Si era tolta l’impermeabile e si era avvicinata alla finestra. Aveva una mano aperta dietro il collo. Vedevo il suo riflesso sul vetro.
“Quella è la chiesa di San Domenico, la riconosco“ disse senza voltarsi. Feci tre passi. Adesso ero dietro di lei, riuscivo a sentire l’odore del maglione e un altro, aspro, di un profumo che si era messa dietro le orecchie. Mi faceva male il petto. Un dolore intermittente, non forte ma amaro, come se un cibo avariato o mal digerito esalasse dalle viscere del corpo verso l’alto i suoi veleni non mortali ma nauseanti; in alto verso il cuore.

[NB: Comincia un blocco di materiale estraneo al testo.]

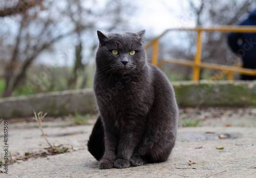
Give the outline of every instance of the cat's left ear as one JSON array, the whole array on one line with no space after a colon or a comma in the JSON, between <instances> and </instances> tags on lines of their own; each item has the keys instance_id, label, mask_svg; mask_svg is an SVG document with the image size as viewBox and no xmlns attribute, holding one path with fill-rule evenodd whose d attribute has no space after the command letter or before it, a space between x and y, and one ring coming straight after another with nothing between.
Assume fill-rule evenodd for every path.
<instances>
[{"instance_id":1,"label":"cat's left ear","mask_svg":"<svg viewBox=\"0 0 256 178\"><path fill-rule=\"evenodd\" d=\"M146 32L145 30L141 30L140 31L136 32L137 36L138 36L137 38L139 41L142 42L142 40L143 40L144 35L145 35L145 32Z\"/></svg>"},{"instance_id":2,"label":"cat's left ear","mask_svg":"<svg viewBox=\"0 0 256 178\"><path fill-rule=\"evenodd\" d=\"M99 37L99 40L100 42L103 42L108 39L106 35L100 32L99 30L97 31L97 34L98 35L98 37Z\"/></svg>"}]
</instances>

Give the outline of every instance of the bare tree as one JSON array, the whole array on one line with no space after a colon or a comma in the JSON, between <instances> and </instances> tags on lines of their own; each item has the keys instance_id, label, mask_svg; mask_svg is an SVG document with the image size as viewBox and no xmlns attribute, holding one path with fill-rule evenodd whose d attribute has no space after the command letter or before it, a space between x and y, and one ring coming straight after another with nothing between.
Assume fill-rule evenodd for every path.
<instances>
[{"instance_id":1,"label":"bare tree","mask_svg":"<svg viewBox=\"0 0 256 178\"><path fill-rule=\"evenodd\" d=\"M93 6L88 5L90 2ZM43 51L53 50L54 44L66 37L71 41L76 39L77 42L72 43L75 52L74 65L71 75L68 77L68 85L70 88L77 87L78 78L82 76L81 87L84 87L87 80L85 68L89 60L85 59L88 57L83 52L86 48L87 53L92 54L97 46L97 43L87 42L94 36L93 32L94 34L99 27L109 31L126 27L123 13L132 7L126 8L129 3L126 0L109 0L104 6L97 6L101 3L93 0L17 0L5 3L0 8L0 14L4 18L0 19L0 24L6 24L3 26L5 28L0 29L0 59L5 64L0 76L6 84L3 96L10 96L16 88L24 86L27 70L34 60ZM24 7L22 10L22 5ZM8 28L10 21L14 24L12 28L15 30Z\"/></svg>"}]
</instances>

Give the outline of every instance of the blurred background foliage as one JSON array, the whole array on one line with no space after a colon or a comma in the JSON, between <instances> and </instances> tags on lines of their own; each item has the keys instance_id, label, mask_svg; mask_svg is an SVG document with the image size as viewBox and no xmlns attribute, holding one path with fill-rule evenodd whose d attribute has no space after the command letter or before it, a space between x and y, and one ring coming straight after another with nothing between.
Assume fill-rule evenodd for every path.
<instances>
[{"instance_id":1,"label":"blurred background foliage","mask_svg":"<svg viewBox=\"0 0 256 178\"><path fill-rule=\"evenodd\" d=\"M143 4L159 3L173 12L168 1L7 0L0 2L0 93L2 97L92 87L97 30L147 30L145 43L159 33L140 21L150 22ZM254 0L182 0L175 22L158 20L169 28L236 24L256 7ZM170 8L169 8L170 7ZM144 13L137 16L138 12ZM139 20L140 19L140 21ZM189 24L189 25L188 25ZM161 29L163 31L165 29ZM233 65L240 60L226 45L226 34L204 34L202 61ZM159 60L194 60L196 34L170 33L160 41ZM150 60L150 50L148 52ZM189 80L189 67L165 65L170 81ZM181 72L181 71L182 71ZM206 79L216 71L202 71Z\"/></svg>"}]
</instances>

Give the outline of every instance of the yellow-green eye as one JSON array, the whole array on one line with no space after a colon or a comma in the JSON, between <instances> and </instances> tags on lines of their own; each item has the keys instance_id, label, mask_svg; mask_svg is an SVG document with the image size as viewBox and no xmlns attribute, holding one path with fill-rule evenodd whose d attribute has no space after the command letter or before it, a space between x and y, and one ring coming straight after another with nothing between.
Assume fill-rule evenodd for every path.
<instances>
[{"instance_id":1,"label":"yellow-green eye","mask_svg":"<svg viewBox=\"0 0 256 178\"><path fill-rule=\"evenodd\" d=\"M133 56L135 54L135 51L134 50L133 50L131 52L130 52L130 55L131 56Z\"/></svg>"},{"instance_id":2,"label":"yellow-green eye","mask_svg":"<svg viewBox=\"0 0 256 178\"><path fill-rule=\"evenodd\" d=\"M118 54L118 51L115 49L112 50L112 54L114 55L117 55L117 54Z\"/></svg>"}]
</instances>

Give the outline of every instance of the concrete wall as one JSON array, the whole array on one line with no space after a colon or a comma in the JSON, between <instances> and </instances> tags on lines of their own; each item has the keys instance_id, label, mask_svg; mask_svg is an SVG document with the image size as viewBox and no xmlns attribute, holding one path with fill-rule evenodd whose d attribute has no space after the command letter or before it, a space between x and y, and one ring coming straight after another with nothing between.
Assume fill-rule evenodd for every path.
<instances>
[{"instance_id":1,"label":"concrete wall","mask_svg":"<svg viewBox=\"0 0 256 178\"><path fill-rule=\"evenodd\" d=\"M67 90L0 99L0 118L32 116L33 109L56 116L92 113L96 108L92 89Z\"/></svg>"},{"instance_id":2,"label":"concrete wall","mask_svg":"<svg viewBox=\"0 0 256 178\"><path fill-rule=\"evenodd\" d=\"M256 82L200 81L173 83L180 107L256 107ZM28 117L36 112L48 115L94 113L97 107L92 89L40 93L0 99L0 118Z\"/></svg>"}]
</instances>

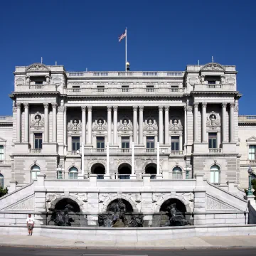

“Mi fa male il petto“ mi sentii dire, già pentito per aver detto una cosa così stonata e vagamente assurda. Valeria si voltò con una lentezza irreale e mentre diceva “ fammi sentire “ appoggiò la guancia sul mio sterno. Le misi una mano sui capelli biondo bruciato lunghi fino alle spalle e appena la toccai mi abbracciò stretto respirando con la bocca contro la lana del maglione. Sta cercando di darmi un po’ di fiato, mi venne da pensare. Oppure vuole fermare il dolore con il fiato tiepido del respiro.
“Si può fermare il dolore nel petto respirandoci sopra?“ chiesi guardando le gocce che scivolavano lungo il vetro.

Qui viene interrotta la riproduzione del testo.